Anyway, things had to be done, and, to be fair, they had to be done that very night because there was a genuine deadline to meet in order to keep a promise. Then the supermarket delivery van turned up and food had to be unpacked and checked and the refund on the milk organised. Then one of the offspring skyped me and we had a good time talking about life and stuff, and I thought “Well, I’d rather talk to my offspring than be typing to the empty swirling vortex of yon t’Interweb.” Then I went to bed happy in the glow of an evening spent productively and for the benefit of myself and others
I realised it was true, that I would rather talk to family and friends, and I take that as a good sign indicating that I am not a complete sociopath. However, all this morning I have been itching to type the blog.
I will share a personal revelation with you. In my deepest, secret-est heart, I hope this means that writing regularly is beginning to get under my skin. Do you know what I mean? I have always wanted to write more, sure, but I let life prevent me. Recently though I made a conscious effort to write every day, even if it was nonsense, for 15 minutes. It seems to be working for me. I’m not yet writing every day, but I am writing much more often.
Recognising this has made me feel quite good because I have proved I can achieve something I want to do. It has also made me look yet again (yawn, here we go) at why I still don’t write every day. You see, I did things to stop the excuses. Not only might I write on a computer, but I also bought myself a decent size journal to write in, as well as a decent pen. I like to have a pen I find comfortable; it helps me write more smoothly. I am very touch-oriented. The journal has big enough pages to make writing easy but is small enough and light enough to carry with me. It’s my Goldilocks Journal, “just right”. I sometimes manage to scribble in it on the train or even bus, and certainly in a café or a hotel room. Yet still I don’t always write every day.

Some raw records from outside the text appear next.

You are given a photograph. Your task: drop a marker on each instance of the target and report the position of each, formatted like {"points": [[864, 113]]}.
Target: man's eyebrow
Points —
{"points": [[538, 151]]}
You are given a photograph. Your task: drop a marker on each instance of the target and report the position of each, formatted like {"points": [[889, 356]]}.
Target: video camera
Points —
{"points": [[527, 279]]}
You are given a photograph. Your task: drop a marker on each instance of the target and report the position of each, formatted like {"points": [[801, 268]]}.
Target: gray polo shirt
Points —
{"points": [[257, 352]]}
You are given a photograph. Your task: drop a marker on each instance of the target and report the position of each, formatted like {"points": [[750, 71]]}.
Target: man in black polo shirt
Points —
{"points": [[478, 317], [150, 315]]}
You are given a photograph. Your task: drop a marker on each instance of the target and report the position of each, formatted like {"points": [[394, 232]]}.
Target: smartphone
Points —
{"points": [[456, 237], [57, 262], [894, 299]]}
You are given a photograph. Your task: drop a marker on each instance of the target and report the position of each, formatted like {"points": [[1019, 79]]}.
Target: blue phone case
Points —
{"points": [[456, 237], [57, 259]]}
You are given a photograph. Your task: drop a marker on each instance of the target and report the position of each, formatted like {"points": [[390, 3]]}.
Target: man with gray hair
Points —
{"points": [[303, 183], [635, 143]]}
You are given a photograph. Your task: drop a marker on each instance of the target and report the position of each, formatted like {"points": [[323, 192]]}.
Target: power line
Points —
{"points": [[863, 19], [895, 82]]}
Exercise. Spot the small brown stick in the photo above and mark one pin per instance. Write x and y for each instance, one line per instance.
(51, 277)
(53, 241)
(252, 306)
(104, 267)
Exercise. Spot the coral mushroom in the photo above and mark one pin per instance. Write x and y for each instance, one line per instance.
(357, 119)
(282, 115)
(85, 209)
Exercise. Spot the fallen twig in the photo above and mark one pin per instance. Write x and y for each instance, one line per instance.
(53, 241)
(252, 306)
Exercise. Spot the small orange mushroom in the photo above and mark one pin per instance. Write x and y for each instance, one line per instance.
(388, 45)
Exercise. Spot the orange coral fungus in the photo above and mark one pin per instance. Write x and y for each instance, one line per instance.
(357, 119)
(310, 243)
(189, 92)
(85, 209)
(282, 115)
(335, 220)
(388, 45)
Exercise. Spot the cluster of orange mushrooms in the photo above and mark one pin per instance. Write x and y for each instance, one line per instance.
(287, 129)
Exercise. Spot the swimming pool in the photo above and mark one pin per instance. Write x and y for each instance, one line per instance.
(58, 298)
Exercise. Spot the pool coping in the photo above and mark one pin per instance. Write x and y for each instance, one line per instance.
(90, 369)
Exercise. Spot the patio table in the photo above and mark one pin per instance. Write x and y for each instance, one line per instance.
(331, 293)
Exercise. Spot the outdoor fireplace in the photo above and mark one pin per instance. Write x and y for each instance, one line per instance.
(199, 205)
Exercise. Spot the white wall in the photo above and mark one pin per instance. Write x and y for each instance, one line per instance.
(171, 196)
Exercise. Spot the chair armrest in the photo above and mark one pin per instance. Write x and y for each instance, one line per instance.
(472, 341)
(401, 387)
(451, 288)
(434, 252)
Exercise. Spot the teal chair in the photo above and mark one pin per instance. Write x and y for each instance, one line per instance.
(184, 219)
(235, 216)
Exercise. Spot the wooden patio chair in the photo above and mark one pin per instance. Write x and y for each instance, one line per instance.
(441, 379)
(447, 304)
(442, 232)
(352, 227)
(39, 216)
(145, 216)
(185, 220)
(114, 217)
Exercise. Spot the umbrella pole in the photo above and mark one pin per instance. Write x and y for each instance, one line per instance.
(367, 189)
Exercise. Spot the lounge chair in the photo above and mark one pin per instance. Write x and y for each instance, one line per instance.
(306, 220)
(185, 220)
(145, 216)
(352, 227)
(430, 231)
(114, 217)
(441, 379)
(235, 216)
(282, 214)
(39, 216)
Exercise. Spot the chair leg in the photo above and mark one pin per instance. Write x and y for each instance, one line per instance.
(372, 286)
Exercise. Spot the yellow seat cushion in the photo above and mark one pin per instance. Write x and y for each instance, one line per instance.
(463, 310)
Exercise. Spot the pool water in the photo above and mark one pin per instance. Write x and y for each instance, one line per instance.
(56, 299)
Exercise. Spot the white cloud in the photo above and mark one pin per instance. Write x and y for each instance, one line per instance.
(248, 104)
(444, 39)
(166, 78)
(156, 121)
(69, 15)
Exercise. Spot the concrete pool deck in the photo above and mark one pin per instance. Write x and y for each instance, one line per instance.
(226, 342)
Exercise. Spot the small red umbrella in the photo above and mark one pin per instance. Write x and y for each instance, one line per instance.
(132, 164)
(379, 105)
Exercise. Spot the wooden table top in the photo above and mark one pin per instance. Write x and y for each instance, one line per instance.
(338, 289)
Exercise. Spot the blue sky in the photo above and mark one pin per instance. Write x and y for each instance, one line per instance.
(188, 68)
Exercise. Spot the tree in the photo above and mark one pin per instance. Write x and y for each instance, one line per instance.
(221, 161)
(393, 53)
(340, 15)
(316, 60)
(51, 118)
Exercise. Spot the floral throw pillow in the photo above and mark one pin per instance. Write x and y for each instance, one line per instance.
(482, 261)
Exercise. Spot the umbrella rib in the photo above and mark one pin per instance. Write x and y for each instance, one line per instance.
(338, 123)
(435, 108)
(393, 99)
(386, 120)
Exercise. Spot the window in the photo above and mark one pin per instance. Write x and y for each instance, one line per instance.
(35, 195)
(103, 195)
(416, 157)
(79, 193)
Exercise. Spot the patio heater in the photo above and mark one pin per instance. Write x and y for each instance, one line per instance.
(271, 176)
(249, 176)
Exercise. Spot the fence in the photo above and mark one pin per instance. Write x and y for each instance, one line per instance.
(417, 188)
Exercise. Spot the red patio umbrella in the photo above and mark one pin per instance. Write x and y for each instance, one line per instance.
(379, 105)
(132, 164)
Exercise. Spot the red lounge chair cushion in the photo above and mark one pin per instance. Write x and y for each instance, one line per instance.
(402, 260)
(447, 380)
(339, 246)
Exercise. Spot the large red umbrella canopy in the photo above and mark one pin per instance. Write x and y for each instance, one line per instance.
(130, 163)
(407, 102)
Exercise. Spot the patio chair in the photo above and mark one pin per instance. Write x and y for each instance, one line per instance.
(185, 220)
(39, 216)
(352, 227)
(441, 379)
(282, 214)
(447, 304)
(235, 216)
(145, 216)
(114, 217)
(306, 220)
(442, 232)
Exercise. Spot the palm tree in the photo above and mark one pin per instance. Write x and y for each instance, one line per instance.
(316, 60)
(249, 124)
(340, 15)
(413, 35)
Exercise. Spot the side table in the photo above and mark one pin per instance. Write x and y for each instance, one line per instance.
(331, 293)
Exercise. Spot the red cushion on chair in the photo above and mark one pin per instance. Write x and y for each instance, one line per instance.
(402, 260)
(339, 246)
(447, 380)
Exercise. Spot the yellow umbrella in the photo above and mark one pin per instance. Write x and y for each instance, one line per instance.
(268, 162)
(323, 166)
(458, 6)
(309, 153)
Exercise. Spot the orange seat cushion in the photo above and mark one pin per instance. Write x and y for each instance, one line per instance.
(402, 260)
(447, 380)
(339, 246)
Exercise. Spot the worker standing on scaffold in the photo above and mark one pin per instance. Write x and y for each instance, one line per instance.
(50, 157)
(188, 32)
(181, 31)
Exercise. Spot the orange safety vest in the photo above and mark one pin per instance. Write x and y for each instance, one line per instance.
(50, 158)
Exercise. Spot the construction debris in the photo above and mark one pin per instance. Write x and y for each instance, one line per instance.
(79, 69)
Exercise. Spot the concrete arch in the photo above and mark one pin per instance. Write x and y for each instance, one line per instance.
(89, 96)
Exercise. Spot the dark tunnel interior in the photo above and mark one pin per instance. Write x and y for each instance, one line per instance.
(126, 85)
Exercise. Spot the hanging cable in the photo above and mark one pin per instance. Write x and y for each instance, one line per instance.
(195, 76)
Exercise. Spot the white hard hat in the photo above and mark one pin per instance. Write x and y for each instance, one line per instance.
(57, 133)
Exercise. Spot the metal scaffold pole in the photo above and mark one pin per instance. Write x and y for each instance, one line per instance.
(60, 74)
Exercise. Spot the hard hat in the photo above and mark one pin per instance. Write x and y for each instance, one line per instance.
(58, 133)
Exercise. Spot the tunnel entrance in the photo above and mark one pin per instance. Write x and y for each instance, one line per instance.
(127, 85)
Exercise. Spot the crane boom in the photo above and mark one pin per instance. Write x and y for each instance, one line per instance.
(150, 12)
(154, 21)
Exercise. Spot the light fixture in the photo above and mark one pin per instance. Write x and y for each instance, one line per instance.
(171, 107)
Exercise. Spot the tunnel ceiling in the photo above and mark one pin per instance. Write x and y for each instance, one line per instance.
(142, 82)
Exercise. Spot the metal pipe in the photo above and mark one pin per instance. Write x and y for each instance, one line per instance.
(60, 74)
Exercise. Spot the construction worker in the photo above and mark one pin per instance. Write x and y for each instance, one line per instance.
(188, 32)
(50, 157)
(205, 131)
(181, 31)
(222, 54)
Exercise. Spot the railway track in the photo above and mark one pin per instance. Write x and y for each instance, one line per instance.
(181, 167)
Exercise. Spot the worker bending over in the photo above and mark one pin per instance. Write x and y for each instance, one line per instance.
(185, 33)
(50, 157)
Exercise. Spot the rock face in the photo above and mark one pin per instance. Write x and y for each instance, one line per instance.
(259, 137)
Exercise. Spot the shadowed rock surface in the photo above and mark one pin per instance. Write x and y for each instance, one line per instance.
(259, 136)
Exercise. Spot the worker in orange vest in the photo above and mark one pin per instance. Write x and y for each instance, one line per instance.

And the reason on most occasions is that I am being sociable with friends or colleagues or family. When I am away for work, if a colleague is also staying over, we have dinner together because being away from home is a lonely thing. If no one else is staying, I will usually meet a friend or an offspring who lives near-by. When I am at home, I behave outrageously by indulging in conversation with my Significant Other, or go out with neighbours, or talk to offspring either in the house or over the wild and wacky web-tubes.
Being a sociable human contradicts how I see myself, which is as an irritable, work-obsessed, anti-social project manager. However, it may also stop me from becoming a world famous author and winning the Nobel Prize for Literature. (Actually, it’s more likely it will save the world from more poorly crafted books; we have suffered enough, and yes, I am looking at you both, Dan Brown and E L James). But that is fine with me, because in fact these things are most important to me: love and friendship.
It just means I won’t finish that manuscript as quickly as I thought.